Theo has a bodyguard and he doesn’t know why. After his latest attempted escape, he demands that his mother explain. She confesses that the father he thought was dead is still alive, in hiding because of a terrorist organisation – the Righteous Army against Genetic Engineering – out to kill him to stop his genetic research. Theo can’t just accept this and wants to track his father down, and this leads him to Rachel.
Rachel feels fat, ugly, and stupid. She doesn’t have any friends and her parents are always comparing her to her sister Rebecca, who died before she was born. Then Theo turns up, and she fancies him immediately. She finds herself making excuses for them to be together whilst researching the connection between their parents. Rachel manages to organise things so that they go together to Rachel’s school disco, but are ambushed by RAGE and rescued by a stranger who takes them away to meet Theo’s father and discover terrible secrets about themselves.
I guessed several details in Blood Ties before they were revealed to the protagonists, Theo and Rachel, so I’m not sure how effective it is as a thriller.
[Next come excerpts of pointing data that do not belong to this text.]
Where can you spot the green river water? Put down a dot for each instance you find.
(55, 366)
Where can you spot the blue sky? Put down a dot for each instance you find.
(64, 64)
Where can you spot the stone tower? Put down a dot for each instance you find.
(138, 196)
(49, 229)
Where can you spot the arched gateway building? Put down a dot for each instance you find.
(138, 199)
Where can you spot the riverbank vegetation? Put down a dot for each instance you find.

I don’t read thrillers very often, and I don’t think I’ve read a teen/YA thriller before. It has the right pace, I think, and the narration alternates between the protagonists, which kept me wondering what the other one thought and itching to read their reaction. I thought this was very effective in this story, because Theo and Rachel are quite different and have contrasting strengths and weaknesses which they use or are let down by and it was interesting to compare them. I think it also helps to make the book appealing for both male and female readers.
I liked the first third of this book better than the rest. I thought the scenes of Theo and Rachel at school or hanging out with Theo’s friends were really well done, and I wished the minor characters from these sections reappeared later on in the story as I really liked them! Once Theo, Rachel, and their mysterious protectors were on the run, I just didn’t find it as interesting, although the pace was faster.
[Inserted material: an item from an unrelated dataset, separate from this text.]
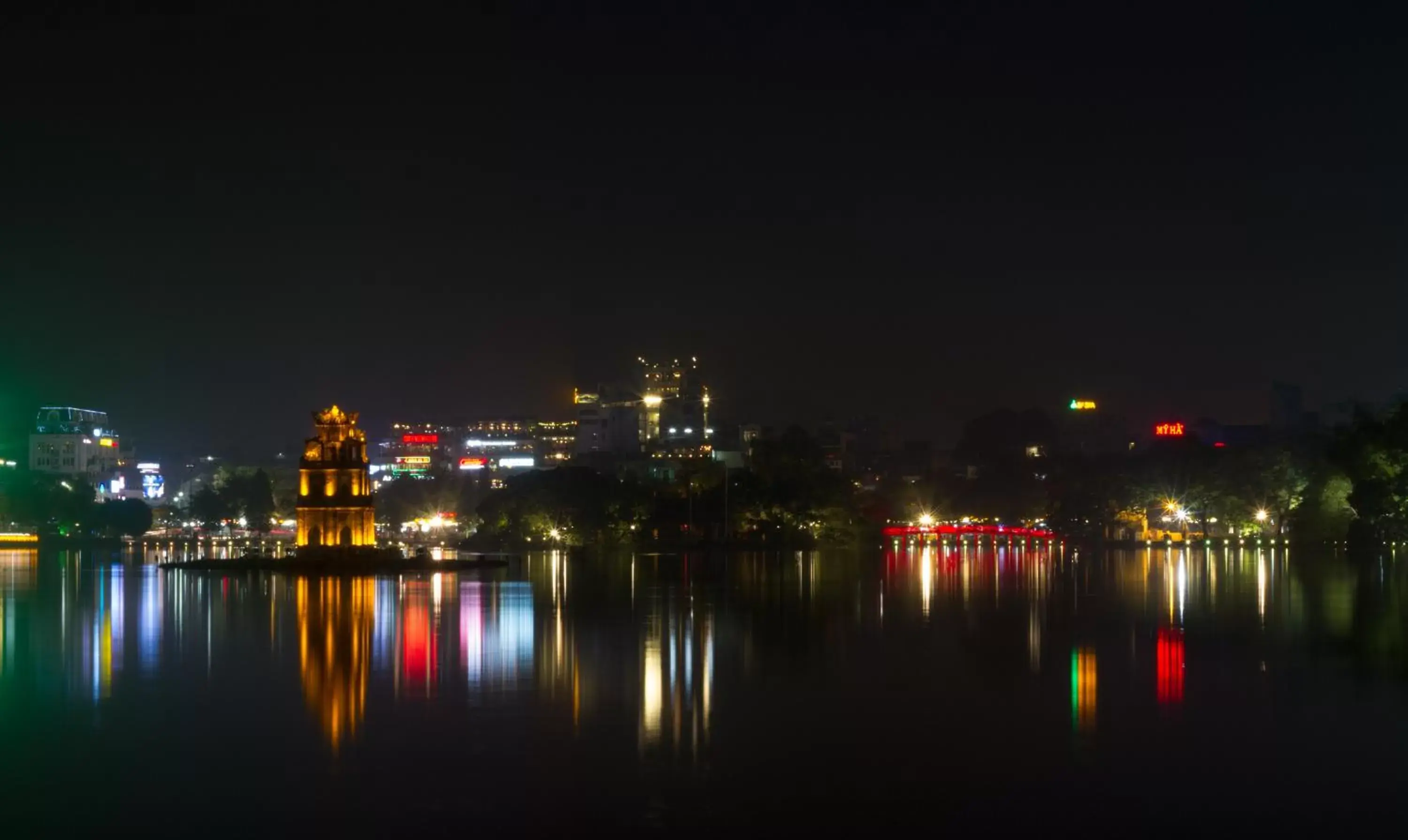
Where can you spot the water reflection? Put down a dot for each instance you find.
(703, 664)
(676, 677)
(336, 618)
I did hope Rachel would confront her body issues in a bit more of an upfront manner than she did, when she became fitter because her survival depended on it and found out her own secret history, I had hoped that she would realise that comparatively, looking good isn’t that important, or derive more confidence from what she has to go through. She does seem to grow a little bit in this way but mostly she changes because other people tell her she’s attractive rather than because she finds a way to believe more in herself.
I enjoyed reading Blood Ties but I don’t think I’m really suited to this genre. I like characters and personal dramas and less running and fighting!